A bolt of lightning struck a ship siphoning oil from the spill in the Gulf of Mexico on Tuesday morning, and shut down the operation for five hours. In 2008, Michael Shollar explained that these sorts of maritime lightning strikes are not uncommon. Read his article below.
Christopher Columbus arrived in the Americas 516 years ago this month. For five weeks in 1492, the mainmast of his Santa María was the tallest point on the Atlantic Ocean. Weren’t the wooden ships of the Age of Exploration susceptible to lightning strikes?

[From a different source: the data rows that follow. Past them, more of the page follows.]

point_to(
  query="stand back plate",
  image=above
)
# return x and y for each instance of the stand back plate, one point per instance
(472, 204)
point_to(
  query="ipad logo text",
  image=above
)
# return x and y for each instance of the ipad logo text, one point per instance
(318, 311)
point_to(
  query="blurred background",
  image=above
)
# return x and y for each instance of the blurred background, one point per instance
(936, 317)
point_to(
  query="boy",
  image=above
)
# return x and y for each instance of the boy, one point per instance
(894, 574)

Absolutely. Tall ships did get struck by lightning quite often, but just because a ship is struck by lightning doesn’t mean it will be completely destroyed. In 1852, British inventor Sir William Snow Harris published the first systematic study of lightning strikes on wooden ships. He collected data from 235 strikes on British navy vessels from 1793 to 1839. The damage typically consisted of “shivering” or splintering of the mainmast: Long shards of wood flew in every direction, sometimes wounding a sailor or knocking him off the deck. Sails and rigging might catch fire, requiring officers and crew to smother the flames with the aid of the rain and wind. None of the ships in Harris’ sample was recorded as being obliterated, and the vast majority were repaired by their crews and continued sailing.

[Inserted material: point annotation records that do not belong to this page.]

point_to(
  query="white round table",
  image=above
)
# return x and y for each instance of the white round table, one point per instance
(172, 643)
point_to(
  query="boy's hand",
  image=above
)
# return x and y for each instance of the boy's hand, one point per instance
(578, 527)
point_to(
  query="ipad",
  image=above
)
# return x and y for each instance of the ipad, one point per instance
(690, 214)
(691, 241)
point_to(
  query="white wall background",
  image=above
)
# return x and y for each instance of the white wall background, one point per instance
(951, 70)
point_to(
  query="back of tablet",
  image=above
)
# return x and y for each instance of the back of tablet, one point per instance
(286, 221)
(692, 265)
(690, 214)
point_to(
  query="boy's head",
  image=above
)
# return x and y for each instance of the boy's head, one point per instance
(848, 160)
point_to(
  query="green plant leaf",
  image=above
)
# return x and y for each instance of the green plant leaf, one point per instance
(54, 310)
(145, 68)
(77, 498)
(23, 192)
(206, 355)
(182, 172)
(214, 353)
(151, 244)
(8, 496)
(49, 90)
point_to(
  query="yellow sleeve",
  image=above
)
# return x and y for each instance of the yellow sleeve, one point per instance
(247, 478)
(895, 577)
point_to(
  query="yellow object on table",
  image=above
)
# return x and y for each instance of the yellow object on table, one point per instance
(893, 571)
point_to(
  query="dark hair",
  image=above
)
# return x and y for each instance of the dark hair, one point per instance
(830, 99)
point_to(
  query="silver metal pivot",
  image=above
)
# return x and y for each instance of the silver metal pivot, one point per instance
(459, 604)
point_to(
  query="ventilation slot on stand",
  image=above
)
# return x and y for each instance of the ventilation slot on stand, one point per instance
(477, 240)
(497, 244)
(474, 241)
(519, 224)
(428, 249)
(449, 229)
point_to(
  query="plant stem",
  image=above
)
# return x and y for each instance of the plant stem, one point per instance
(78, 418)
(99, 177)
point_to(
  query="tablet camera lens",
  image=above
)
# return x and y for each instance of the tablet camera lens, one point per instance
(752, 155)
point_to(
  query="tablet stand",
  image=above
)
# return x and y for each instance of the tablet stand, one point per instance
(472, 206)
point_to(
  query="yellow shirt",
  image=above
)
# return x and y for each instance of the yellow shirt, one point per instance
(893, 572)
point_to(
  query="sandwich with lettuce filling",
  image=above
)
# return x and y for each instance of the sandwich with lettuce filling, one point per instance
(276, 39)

More terrifying for the sailors was the possibility of individual harm. According to Harris, a sailor on an 1802 voyage who hid from a lightning strike near the mainmast was burned through five layers of clothes. A Mr. R. Mawgridge sent his account of a 1696 lightning strike on the galley Trumbull to the Royal Society. The bolt first struck the deck, knocking down two sailors (one of them “had one Side of him stupefied for three Days”) before traveling below. Mawgridge wrote that when the bolt traveled through his cabin, “a great weighty Nail was started out of said Ceiling, and fell over my Head, and lay upon my Pillow, and I thought my Head with the Lightning had been in a Flash of Fire.” The bolt exited through a wall, eventually burning the hair off the head of a gunner and blistering his feet.

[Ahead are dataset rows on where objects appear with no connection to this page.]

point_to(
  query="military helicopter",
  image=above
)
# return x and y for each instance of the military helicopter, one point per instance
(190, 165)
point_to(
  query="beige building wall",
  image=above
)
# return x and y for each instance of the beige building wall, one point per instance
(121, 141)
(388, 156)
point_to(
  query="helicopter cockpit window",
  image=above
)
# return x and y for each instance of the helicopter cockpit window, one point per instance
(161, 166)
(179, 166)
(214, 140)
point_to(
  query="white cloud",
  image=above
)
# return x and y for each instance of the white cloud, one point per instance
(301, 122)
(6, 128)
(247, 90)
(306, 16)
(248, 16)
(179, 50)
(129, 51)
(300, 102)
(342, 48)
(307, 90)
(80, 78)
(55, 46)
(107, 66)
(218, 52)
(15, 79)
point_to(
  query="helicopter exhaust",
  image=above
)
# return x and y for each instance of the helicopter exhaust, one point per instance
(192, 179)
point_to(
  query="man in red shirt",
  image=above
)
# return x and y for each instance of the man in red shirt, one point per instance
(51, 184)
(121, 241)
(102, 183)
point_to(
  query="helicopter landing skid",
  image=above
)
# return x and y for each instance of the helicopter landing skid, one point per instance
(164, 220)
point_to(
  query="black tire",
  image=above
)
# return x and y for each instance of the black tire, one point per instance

By the time Harris published his observations, protective lighting rods—sometimes called Franklin’s “thunder rods“—had been around for a full century. But lightning protection for sailing vessels was primitive, including prayers and the running of a length of chain from a mast to the waterline. If the chain did not connect with the ocean, dangerous electrical explosions could result. In 1820, Harris devised an improved method by affixing copper directly to the mast and running it through the ship into the water. The captain of the Beagle—the ship on which Charles Darwin made his famous voyage in the 1830s—was an early adopter. Despite being struck by lightning at least twice (surrounding the ship with a “blaze of fire“), the ship was unharmed. Even with success stories such as this, the British navy resisted fitting ships with state-of-the-art lightning protection until 1847.
Fortunately for modern explorers, large metal boats offer excellent protection from lightning strikes. Bolts continue to be a problem, though, for wooden and fiberglass boats. Lightning protection systems for these vessels, still using variations of Harris’ method, offer only partial protection, and some boaters fear they only attract more lightning. The most dangerous boats in a storm are small, mastless boats, especially when the operator is holding a fishing rod.
For his part, Columbus managed to avoid bad weather for half of his voyages to the New World. On his final return, he twice jury-rigged a mast after it broke in four places during a storm on the Atlantic.